| HN Mirror

Y	Hacker News new \| ask \| show \| jobs

by tolmasky 589 days ago

I implemented something similar to the compositional regular expressions feature described here for JavaScript a while ago (independently, so semantics may not be the same), and it is one of the libraries I find myself most often bringing into other projects years later. It gets you a tiny bit closer to feeling like you have a first-class parser in the language. Here is an example of implementing media type parsing with regexes using it: https://runkit.com/tolmasky/media-type-parsing-with-template...

"templated-regular-expression" on npm, GitHub: https://github.com/tolmasky/templated-regular-expression

To be clear, programming languages should just have actual parsers and you shouldn't use regular expressions for parsers. But if you ARE going to use a regular expression, man is it nice to break it up into smaller pieces.

1 comments

b2gills 588 days ago

"Actual parsers" aren't powerful enough to be used to parse Raku.

Raku regular expressions combined with grammars are far more powerful, and if written well, easier to understand than any "actual parser". In order to parse Raku with an "actual parser" it would have to allow you to add and remove things from it as it is parsing. Raku's "parser" does this by subclassing the current grammar adding or removing them in the subclass, and then reverting back to the previous grammar at the end of the current lexical scope.

In Raku, a regular expression is another syntax for writing code.

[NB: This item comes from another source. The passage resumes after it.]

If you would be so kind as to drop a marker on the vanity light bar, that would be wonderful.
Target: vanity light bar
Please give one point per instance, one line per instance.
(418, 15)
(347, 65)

It just has a slightly different default syntax and behavior. It can have both parameters and variables. If the regular expression syntax isn't a good fit for what you are trying to do, you can embed regular Raku syntax to do whatever you need to do and return right back to regular expression syntax.

It also has a much better syntax for doing advanced things, as it was completely redesigned from first principles.

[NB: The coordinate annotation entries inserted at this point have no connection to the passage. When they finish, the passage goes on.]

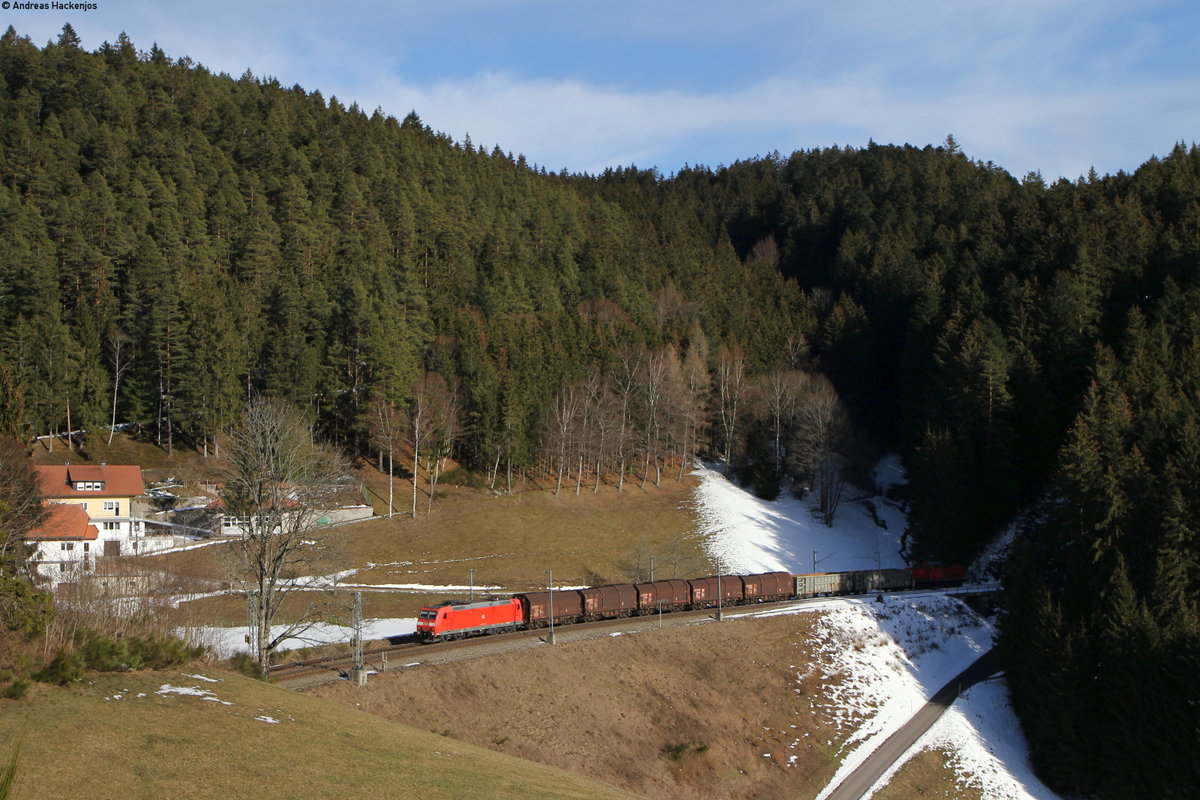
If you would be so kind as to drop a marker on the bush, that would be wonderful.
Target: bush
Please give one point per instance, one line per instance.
(17, 689)
(460, 476)
(101, 653)
(66, 667)
(23, 608)
(246, 665)
(162, 651)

The following is an example of how to match at least one `A` followed by exactly that number of `B`s and exactly that number of `C`s.

(Note that bare square brackets [] are for grouping, not for character classes.)

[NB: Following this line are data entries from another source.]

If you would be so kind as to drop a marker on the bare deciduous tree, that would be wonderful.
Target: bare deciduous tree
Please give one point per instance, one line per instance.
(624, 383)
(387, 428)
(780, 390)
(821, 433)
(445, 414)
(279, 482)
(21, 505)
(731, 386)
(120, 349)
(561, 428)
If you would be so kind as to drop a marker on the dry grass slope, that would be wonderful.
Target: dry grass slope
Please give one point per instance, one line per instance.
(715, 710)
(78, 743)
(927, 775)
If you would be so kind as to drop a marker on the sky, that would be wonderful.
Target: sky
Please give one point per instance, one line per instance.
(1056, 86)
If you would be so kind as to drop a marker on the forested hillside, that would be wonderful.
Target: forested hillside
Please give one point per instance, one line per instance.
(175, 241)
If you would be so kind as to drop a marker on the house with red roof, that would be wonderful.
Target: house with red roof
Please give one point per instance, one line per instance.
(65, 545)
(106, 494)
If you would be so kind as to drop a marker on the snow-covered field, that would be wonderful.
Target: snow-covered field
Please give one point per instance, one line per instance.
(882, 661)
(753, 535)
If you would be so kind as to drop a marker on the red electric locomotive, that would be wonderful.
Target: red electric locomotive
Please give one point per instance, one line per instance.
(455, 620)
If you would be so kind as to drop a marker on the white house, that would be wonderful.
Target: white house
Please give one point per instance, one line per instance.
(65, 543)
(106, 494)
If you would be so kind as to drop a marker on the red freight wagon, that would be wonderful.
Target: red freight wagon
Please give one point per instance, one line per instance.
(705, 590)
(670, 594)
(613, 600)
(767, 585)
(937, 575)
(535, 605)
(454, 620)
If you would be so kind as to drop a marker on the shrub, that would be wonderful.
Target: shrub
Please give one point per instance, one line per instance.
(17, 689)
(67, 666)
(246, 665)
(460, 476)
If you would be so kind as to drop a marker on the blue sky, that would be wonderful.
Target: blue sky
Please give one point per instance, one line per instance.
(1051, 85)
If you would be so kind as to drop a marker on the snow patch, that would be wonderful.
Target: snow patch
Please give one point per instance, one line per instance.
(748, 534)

  my $string = 'AAABBBCCC';

  say $string ~~ /
    ^

    # match at least one A
    # store the result in a named sub-entry
    $<A> = [ A+ ]

    {} # update result object

    # create a lexical var named $repetition
    :my $repetition = $<A>.chars(); # <- embedded Raku syntax

    # match B and then C exactly $repetition times
    $<B> = [ B ** {$repetition} ]
    $<C> = [ C ** {$repetition} ]
  
    $
  /;

Result:

  ｢AAABBBCCC｣
  A => ｢AAA｣
  B => ｢BBB｣
  C => ｢CCC｣

The result is actually a very extensive object that has many ways to interrogate it. What you see above is just a built-in human readable view of it.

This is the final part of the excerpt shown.